Надзирательница молча тряхнула головой, они вышли.
В коридоре к ним присоединилась вторая женщина, намного моложе первой, лицом походившая на дворового мальчишку — курносого и задиристого. Именно она толкнула Ларису в спину, когда та замешкалась на секунду перед открывшейся дверью. За этой дверью девочка увидела узкую и тесную, как могила, комнату без окон и мебели, если не считать деревянной скамьи у стены.
Все дальнейшее происходило, как в страшном сне. Ларисе приказали раздеться догола, и обе женщины принялись исследовать ее белье, щупать швы на платье, на поясе, на обшлагах. Изнутри платья на вороте была пришита полоска с ее фамилией и инициалами — так полагалось в спецдетдоме. Одна из женщин оторвала полоску, чтобы посмотреть, не написано ли что-нибудь на ее тыльной стороне…

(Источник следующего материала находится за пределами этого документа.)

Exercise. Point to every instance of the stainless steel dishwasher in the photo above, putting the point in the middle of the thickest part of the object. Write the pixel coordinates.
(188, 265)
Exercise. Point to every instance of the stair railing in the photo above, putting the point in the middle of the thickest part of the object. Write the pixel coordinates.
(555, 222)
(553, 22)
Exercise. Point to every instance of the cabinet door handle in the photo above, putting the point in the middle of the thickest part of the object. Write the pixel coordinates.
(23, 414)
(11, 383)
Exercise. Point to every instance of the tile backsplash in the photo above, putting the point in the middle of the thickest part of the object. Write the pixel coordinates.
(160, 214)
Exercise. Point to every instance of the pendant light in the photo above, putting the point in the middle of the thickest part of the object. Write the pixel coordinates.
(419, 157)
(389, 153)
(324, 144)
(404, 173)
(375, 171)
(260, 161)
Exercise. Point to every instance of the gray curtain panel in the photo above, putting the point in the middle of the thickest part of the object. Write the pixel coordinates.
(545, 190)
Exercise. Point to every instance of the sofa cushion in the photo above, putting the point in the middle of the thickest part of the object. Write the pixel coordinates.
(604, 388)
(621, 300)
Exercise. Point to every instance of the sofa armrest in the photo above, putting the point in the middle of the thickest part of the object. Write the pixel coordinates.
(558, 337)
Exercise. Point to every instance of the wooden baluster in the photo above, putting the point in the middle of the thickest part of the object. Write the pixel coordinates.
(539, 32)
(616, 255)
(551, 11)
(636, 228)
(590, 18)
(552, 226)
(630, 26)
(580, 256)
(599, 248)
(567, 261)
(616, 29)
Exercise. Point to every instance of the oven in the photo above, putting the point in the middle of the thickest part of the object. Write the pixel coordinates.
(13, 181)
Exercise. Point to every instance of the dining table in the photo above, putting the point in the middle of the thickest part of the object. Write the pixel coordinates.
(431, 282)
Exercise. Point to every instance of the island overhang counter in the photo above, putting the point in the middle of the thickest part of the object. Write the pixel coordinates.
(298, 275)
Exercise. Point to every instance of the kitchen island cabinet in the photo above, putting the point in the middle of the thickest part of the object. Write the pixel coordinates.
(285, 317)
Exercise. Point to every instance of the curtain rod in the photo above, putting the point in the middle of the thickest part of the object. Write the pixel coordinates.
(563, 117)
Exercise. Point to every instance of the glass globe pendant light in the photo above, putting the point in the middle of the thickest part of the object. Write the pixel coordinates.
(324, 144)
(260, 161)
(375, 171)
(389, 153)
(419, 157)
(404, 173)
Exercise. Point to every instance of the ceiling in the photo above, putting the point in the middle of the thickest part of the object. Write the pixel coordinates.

Во время обыска обе женщины не проронили ни слова. Лариса стояла босая на цементном полу, от волнения не замечая ледяного холода. Единственное чувство владело ею в тот момент — чувство стыда. Позже, в камере, куда ее привели уже другие, появилось еще одно — обида. За что ее так унижали? Она понимала, что все происходящее каким-то образом связано с арестом родителей, но не понимала, какую роль в этом деле отвел ей следователь.
Выяснилось все на следующем допросе. Подписывая окончательный протокол, Лариса заметила в нем слова и выражения, которых не произносила. От этих вкраплений самая обычная фраза приобретала зловещий смысл. Обдумывая эти превращения, она стала припоминать, что написанные следователем строчки часто оставались неполными, либо отстояли друг от друга на расстоянии еще одной строки. Тогда она не придала этому значения, теперь поняла, что «красная строка» может превратиться в кровавую для Володьки и Митрофанова. И тогда она высказала следователю все, что думает о нем и вообще о советских следственных органах, — несправедливость жгла ей сердце. Каждое ее слово следователь торопливо записывал, а в конце допроса вежливо попросил подписать.